Cogito
«(…) Astor sentia sempre aquele tremor de febre a alojar-se-lhe nas
rótulas, ao ver a Avó e os seus afazeres. Não podia evitá-lo. E assim era desde
que se conhecia, já que a Avó repetia o seu secreto labor dia após dia, tendo
parado apenas no meio século do Banquete,
em que profanara todo o bom senso e se instalara na cabeceira de uma longa mesa
e se fartara e se tornara obesa comendo sempre melancias, seu eleito manjar. Um
após outro, foram-se sucedendo os peregrinos. E Astor divagou a vê-los
desfilar, crentes no desespero, na razão irracional de coisa alguma. Astor
meditou:
Com os olhos cheios do mar (que é uma mulher)
a navete inquieta do tempo
presa nos dentes,
um resquício, ainda, de vida
nas entranhas de um sopro.
A lágrima
e o amor no caos das descobertas?
Tanto utérculo nos olhos doutra manhã.
Astor mirou a Avó, o seu ar coruscante, a ignomínia de um coruchéu
desapiedado. A Avó, juiz da fome de muitas almas famintas, a esflorar a natureza
daquela gente corticenta, que tanto confiava. E Astor sentiu uma repulsa,
geeiro, a extensão de uma raiva que seria ódio num momento. E os sintomas de cólera-morbo,
de que era tantas vezes possuído, voltaram-lhe; o colírio de uma vez rara a
coliquar a visão, e desceu escuro sobre a sua boa vontade, um sarmento,
prostado e volúvel, a contrariar-lhe a dor, a consolidar-lhe a tempérie, a defini-lo.

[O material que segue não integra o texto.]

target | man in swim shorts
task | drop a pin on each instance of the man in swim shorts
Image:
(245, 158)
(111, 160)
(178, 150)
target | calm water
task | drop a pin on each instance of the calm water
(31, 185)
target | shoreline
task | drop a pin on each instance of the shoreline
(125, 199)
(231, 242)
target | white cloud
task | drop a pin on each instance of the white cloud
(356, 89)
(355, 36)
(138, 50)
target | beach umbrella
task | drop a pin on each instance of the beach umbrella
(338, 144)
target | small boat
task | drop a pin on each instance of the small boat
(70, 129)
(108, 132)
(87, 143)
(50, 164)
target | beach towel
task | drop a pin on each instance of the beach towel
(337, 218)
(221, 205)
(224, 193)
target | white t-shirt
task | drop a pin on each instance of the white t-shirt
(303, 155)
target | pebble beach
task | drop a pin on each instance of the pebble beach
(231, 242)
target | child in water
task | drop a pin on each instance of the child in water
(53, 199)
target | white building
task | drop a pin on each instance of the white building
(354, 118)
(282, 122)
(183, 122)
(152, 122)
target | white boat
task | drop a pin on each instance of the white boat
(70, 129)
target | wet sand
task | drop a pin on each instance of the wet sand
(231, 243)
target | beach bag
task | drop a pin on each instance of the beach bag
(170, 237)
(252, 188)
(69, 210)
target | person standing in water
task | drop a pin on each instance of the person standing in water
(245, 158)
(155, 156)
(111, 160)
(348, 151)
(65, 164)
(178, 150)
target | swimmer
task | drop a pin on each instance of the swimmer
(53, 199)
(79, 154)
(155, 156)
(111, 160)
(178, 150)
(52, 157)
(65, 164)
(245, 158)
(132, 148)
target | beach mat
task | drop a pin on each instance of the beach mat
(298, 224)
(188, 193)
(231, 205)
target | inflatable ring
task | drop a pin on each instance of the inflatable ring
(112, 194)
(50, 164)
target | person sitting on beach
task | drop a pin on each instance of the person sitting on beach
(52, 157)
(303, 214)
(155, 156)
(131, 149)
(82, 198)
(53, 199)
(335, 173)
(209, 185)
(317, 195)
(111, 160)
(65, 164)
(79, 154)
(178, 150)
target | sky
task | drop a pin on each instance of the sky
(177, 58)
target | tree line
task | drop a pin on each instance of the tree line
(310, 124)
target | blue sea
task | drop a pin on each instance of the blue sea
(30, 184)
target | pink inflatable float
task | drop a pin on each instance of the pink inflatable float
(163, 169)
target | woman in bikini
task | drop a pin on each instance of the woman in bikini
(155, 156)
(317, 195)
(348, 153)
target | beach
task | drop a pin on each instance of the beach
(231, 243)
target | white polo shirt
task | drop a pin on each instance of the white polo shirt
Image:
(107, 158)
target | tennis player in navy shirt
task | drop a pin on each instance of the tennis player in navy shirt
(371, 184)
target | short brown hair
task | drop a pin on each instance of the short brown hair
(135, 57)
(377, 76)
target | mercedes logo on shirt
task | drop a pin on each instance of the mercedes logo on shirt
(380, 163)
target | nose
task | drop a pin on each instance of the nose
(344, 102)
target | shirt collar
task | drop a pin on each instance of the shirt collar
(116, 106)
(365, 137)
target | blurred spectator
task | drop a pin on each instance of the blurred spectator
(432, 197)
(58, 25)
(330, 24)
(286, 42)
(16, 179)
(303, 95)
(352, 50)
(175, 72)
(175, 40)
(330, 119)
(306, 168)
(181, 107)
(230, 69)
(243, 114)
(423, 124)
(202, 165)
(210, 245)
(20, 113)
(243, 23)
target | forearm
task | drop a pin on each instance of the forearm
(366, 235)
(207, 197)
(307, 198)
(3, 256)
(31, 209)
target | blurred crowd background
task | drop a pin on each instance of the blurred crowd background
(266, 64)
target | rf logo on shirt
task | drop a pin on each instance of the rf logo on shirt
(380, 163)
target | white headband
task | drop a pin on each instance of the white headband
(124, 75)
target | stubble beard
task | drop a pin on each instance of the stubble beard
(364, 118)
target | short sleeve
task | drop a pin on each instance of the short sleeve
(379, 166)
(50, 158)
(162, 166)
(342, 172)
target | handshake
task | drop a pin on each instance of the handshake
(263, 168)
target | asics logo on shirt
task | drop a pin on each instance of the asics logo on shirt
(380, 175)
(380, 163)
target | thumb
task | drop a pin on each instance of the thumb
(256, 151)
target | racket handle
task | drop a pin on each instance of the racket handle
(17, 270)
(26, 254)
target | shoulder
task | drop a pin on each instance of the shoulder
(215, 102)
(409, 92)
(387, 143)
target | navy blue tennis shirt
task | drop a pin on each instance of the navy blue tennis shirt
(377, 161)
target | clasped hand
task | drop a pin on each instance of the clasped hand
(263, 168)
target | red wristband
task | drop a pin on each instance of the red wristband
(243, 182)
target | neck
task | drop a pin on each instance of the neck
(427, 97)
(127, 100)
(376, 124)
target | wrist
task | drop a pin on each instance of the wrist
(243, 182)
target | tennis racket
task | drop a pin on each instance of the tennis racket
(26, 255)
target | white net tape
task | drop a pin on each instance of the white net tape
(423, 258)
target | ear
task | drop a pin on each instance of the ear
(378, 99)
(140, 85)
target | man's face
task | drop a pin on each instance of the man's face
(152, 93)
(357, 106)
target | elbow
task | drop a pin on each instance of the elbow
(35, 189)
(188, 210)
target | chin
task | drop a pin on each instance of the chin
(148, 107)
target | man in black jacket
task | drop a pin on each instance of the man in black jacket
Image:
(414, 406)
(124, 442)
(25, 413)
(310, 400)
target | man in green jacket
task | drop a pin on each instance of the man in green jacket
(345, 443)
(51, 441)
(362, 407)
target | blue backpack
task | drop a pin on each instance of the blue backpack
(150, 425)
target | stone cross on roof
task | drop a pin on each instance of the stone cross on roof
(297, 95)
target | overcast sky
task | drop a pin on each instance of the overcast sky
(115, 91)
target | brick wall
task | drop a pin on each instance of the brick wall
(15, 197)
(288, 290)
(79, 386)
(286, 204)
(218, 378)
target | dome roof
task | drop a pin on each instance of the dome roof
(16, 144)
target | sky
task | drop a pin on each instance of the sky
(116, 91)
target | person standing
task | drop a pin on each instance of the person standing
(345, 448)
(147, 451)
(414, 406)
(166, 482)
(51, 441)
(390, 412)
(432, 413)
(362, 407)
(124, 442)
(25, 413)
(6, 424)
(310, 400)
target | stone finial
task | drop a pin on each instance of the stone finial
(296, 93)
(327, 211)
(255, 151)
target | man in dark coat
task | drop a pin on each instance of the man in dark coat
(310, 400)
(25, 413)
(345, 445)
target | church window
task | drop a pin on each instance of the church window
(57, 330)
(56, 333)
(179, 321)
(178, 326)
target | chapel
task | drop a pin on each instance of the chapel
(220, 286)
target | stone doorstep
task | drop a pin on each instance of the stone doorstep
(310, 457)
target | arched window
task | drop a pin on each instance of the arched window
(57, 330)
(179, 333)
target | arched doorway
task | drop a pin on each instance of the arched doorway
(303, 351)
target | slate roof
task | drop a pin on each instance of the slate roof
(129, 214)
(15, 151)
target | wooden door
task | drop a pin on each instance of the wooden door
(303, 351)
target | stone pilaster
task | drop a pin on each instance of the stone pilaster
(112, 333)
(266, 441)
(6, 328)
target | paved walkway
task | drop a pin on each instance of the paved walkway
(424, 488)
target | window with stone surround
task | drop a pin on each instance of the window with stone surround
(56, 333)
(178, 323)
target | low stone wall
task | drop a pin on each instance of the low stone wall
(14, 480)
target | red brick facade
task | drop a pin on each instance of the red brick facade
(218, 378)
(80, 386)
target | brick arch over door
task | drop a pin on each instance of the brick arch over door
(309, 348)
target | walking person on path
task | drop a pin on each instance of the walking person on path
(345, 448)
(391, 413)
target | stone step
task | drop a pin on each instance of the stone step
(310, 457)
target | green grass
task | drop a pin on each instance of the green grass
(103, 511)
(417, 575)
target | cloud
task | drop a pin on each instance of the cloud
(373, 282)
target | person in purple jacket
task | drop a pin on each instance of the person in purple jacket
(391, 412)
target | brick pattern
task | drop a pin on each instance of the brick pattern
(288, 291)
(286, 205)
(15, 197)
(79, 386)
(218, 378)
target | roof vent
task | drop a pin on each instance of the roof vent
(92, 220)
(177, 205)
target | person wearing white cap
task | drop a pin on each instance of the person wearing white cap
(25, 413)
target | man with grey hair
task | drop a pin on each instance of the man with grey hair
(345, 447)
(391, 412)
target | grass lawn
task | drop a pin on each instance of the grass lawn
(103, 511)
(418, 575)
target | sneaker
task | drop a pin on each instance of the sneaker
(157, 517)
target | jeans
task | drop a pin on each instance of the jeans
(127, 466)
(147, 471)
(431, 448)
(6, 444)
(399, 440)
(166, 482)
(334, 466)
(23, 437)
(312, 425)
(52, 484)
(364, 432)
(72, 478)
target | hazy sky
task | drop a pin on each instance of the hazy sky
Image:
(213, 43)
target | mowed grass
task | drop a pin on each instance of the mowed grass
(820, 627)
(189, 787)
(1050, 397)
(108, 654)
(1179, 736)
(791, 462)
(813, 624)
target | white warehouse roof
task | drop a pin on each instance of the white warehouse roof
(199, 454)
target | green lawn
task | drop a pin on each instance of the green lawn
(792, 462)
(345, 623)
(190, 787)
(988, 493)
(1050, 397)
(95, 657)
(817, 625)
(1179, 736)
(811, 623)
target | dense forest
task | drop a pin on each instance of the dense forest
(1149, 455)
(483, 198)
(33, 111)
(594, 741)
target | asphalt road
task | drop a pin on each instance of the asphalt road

Temporalizar a mágoa? E o que resta do intrépido desígnio de
pulsar a vida? Vale a pena lutar pela novidade, pensou Astor. Sentiu um
formigueiro nos dedos e uma força débil que crescia. Juntar as desinências em
desgarre, afrontar a indolência e o embuste daquela paisagem lúgubre... Mais
não queria em força, desejou Astor. E ficaram-lhe os intentos a pairar, um
balão lento fixado, uma vontade de desgornir os murmúrios para desfrute de um
tempo novo e sem cadeias. A Avó era um queixume corrosivo e o mundo inteiro sofreria
a sua iniquidade.
No dia em que Astor fizera quinze anos, a Avó, já cega então, pegara
nele ao colo. Dera-lhe colheradas de um xarope estranho e contara-lhe, pela
primeira vez, a historia do Príncipe Perdido. Astor ouvira-a, e
invadira-se de uma febre, dormente, enquanto a escutava. As órbitas amarelas da
cega irradiavam uma luz de vela solitária. Virando a cabeça, Astor distinguiu
na parede da cozinha, distinta, a feição rosada e o ar sublime do Príncipe.
As armas, os modos,
necessitava aniquilar a razão
dos novos,
e era novo
na castração das faces.
Irradiante sim,
como se pedisse o tributo
à sua beleza frígida,
o terror de uma virgindade anil
pousada no borrão aceso
de uma fogueira perversa.
E o galgo, os olhos de cão,
a arreata de prata fustigante
e o fato, armadura de polimento recente
e o chicote nas mãos,
o chicote,
o chicote...
O Príncipe meneou os caracóis loiros e, de cabeça erguida, falou.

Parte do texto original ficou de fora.